"Nasıl canlılardır insanlar?" diye sorarak başlamak istiyorum yazıma. Şüphesiz ki herkes, bu soruya onlarca farklı cevap verebilir; dahası bu cevapların hepsi aynı derecede doğru olur. Çünkü bana göre, belli bir kalıbı yoktur insanların. Nasıl; bir gün mutlu, öteki gün mutsuz oluyorsak karakterimiz de öyledir bana göre. 
Abraham Lincoln, "Bir insanın gerçek yüzünü görmek istiyorsanız ona yetki verin." demişti. 1971 yılında, bir psikolog olan Philip Zimbardo, tam da bu konuyla ilgili bir deney yapmaya karar verir ve Stanford Üniversitesi'nin bodrum katına sahte bir hapishane inşa eder. Üniversitede okuyan yirmi dört erkek öğrenci para karşılığı denek olur. Bu gönüllülerden on ikisi mahkûm, on ikisi de gardiyan olur. Seçilen herkes; sıradan olarak nitelendirilebileceğimiz kendi halinde gençlerdir. Lakin psikolog; 14 Ağustos 1971 günü, mahkûm rolünde olacak denekleri tutuklatarak deneye dâhil edilir. Bu tutuklamalar, polisle ortaklaşa yapılır ve mahkûmlar "silahlı soygun" suçundan tutuklanır. Mahkûmlar, bütün tutuklama prosedürlerinden geçirilir. Aynı şey gardiyanlar için de geçerlidir. Gardiyan kıyafetleri giydirilen deneklere, demir sopalar ve göz temasını önleyen gözlükler verilir. Kısacası tamamen hapishane ortamı oluşturulur. Tarihin en ilginç deneylerinden biri olan bu deneyde, daha ikinci günden ortalık karışır. Mesela birinci koğuşta kalan mahkûmlar, gardiyanların emirlerine uymayacaklarını söylerler. Gardiyanlar bu isyanımsı karışıklığı bastırırlar. Ancak gün geçtikçe mahkûmlara psikolojik şiddet uygulamaya başlarlar. Denekler sadece birkaç gün içinde, kendilerini rollerine fazla kaptırarak sadist gardiyanlara ve korkak mahkûmlara bürünürler. Tüm bu nedenlerden ötürü; iki hafta olması planlanan deney, daha altıncı gününden bitirilir.

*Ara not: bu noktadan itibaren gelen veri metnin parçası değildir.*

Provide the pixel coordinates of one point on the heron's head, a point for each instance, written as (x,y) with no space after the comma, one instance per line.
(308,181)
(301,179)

Bu deneyden yapılacak ilk çıkarım: insanların tabii kişiliklerinin, duruma göre şekilleneceğidir. En çekingen kişiyi gardiyan rolüne koyarsak ne denli sadist, en baskın kişiyi mahkûm rolüne koyarsak ne denli sakin olacağının kanıtıdır. Bu durum benim aklıma, Dostoyevski'nin şu sözünü getiriyor: En işe yaramaz insanı alıp gişe memuru yaparsanız, kendini önemli görüp sizi aşağılamaya başlar. Uzun lafın kısası, kimse tek bir kişiliğe sahip değildir. İnsanlar doğada tabii olarak bulunan bütün duyguları ve kişilikleri içinde barındırır. Asıl mesele hangisinin baskın olduğudur.